Journal of Materials Science

, Volume 47, Issue 9, pp 4012–4018 | Cite as

Suppressing the growth of interfacial Cu–Sn intermetallic compounds in the Sn–3.0Ag–0.5Cu–0.1Ni/Cu–15Zn solder joint during thermal aging

  • Wei-Yu Chen
  • Chi-Yang Yu
  • Jenq-Gong Duh


Evolution of interfacial phase formation in Sn–3.0Ag–0.5Cu/Cu (wt%), Sn–3.0Ag–0.5Cu–0.1Ni/Cu, Sn–3.0Ag–0.5Cu/Cu–15Zn, and Sn–3.0Ag–0.5Cu–0.1Ni/Cu–15Zn solder joints are investigated. Doping Ni in the solder joint can suppress the growth of Cu3Sn and alter the morphology of the interfacial intermetallic compounds (IMCs), however it shows rapid growth of (Cu,Ni)6Sn5 at the Sn–3.0Ag–0.5Cu–0.1Ni/Cu interface. In comparison with the Cu substrates, the Cu–Zn substrates effectively suppress the formation of Cu–Sn IMCs. Among these four solder joints, the Sn–3.0Ag–0.5Cu–0.1Ni/Cu–15Zn solder joint exhibits the thinnest IMC, and only (Cu,Ni)6(Sn,Zn)5 formed at the interface after aging. It is revealed that the presence of Ni acts to enhance the effect of Zn on the suppression of Cu–Sn IMCs in the SAC305–0.1Ni/Cu–15Zn solder joint. The limited formation of IMCs is related to the elemental redistribution at the joint interfaces during aging. The Sn–3.0Ag–0.5Cu–0.1Ni/Cu–15Zn joint can act as a stabilized interconnection due to the effective suppression of interfacial reaction.
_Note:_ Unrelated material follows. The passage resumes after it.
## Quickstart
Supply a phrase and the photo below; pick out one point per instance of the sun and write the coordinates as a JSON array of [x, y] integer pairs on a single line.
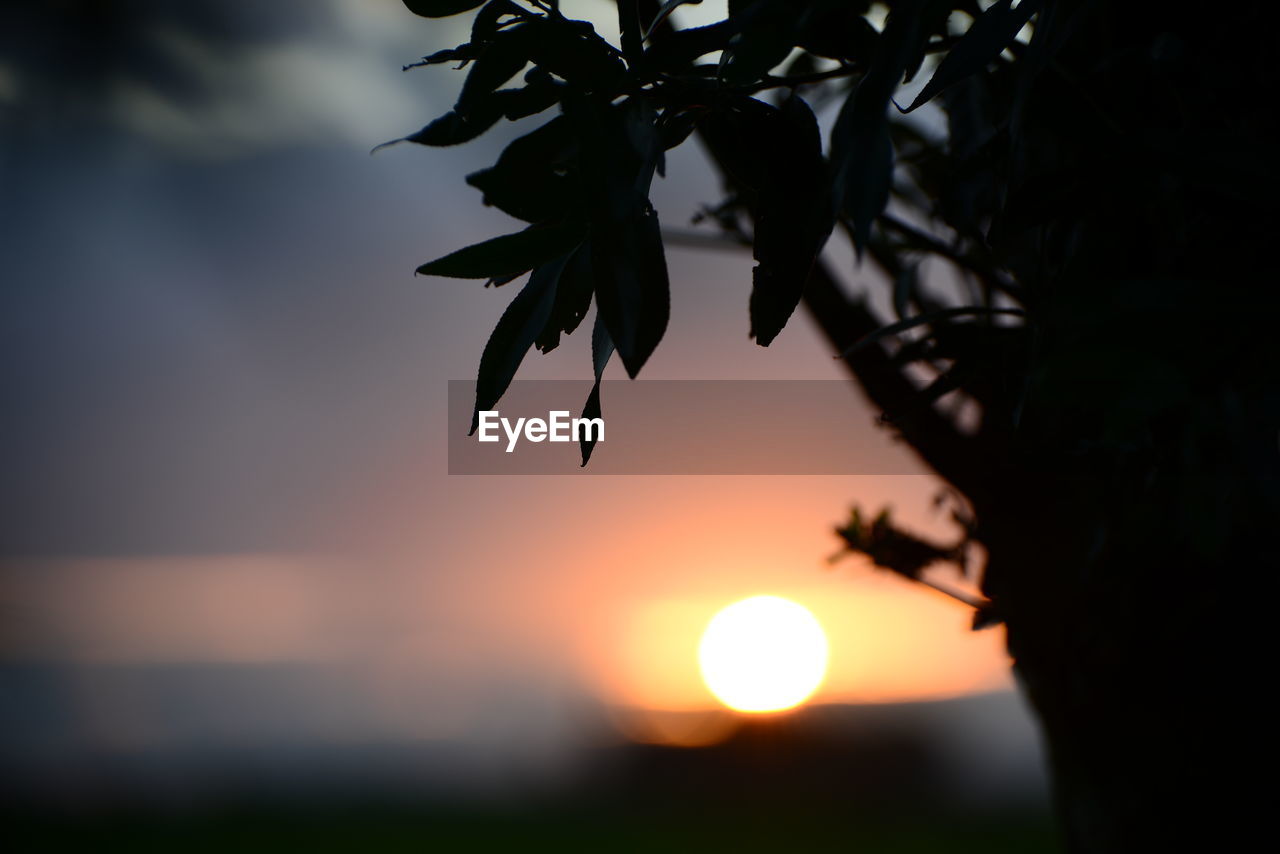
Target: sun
[[763, 654]]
Solder Joint Thermal Aging Solder Ball Under Bump Metallization Kirkendall Void 
These keywords were added by machine and not by the authors. This process is experimental and the keywords may be updated as the learning algorithm improves.



The financial support from the National Science Council, Taiwan, under the Contract No. NSC-97-2221-E-007-021-MY3 is gratefully acknowledged.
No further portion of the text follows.